IF....we sell 15 of the chickens, then there will be EXACTLY 4 more days of food than are needed. That's an INTERESTING piece of info - exactly 4 more days of food (not 3.999, not 3.5, not 2.7) - an INTEGER.
IF...we buy 20 more chickens, there there will be EXACTLY 3 fewer days of food than are needed.

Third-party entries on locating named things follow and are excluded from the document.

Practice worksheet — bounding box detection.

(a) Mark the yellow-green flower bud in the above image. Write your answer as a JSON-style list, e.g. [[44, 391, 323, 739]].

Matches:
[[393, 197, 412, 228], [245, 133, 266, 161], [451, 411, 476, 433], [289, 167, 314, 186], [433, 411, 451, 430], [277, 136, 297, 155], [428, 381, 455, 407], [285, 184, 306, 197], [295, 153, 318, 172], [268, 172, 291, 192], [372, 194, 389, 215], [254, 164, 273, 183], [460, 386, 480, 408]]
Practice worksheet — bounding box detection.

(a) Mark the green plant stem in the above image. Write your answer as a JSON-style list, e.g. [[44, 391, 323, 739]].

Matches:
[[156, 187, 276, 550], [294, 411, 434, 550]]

Again, that's INTERESTING - it's an INTEGER.
The ONLY way for those integers to appear is if the current number of chickens is a MULTIPLE of BOTH 15 and 20.
Can you clarify your reasoning here?
It seems to be based on the contention that the current number of chickens must be a multiple of the number of chickens bought or sold -- a contention that does not seem quite right.
Consider the following alternate version of the prompt:
If a farmer sells 20 of his chickens, his stock of feed will last for 10 more days than planned, but if he buys 20 more chickens, he will run out of feed 2 days earlier than planned. If no chickens are sold or bought, the farmer will be exactly on schedule. How many chickens does the farmer have?
A. 25
B. 30
C. 40
D. 60
E. 80
Total amount of feed = (number of chickens)(number of days).
The number of chickens is INVERSELY PROPORTIONAL to the number of days.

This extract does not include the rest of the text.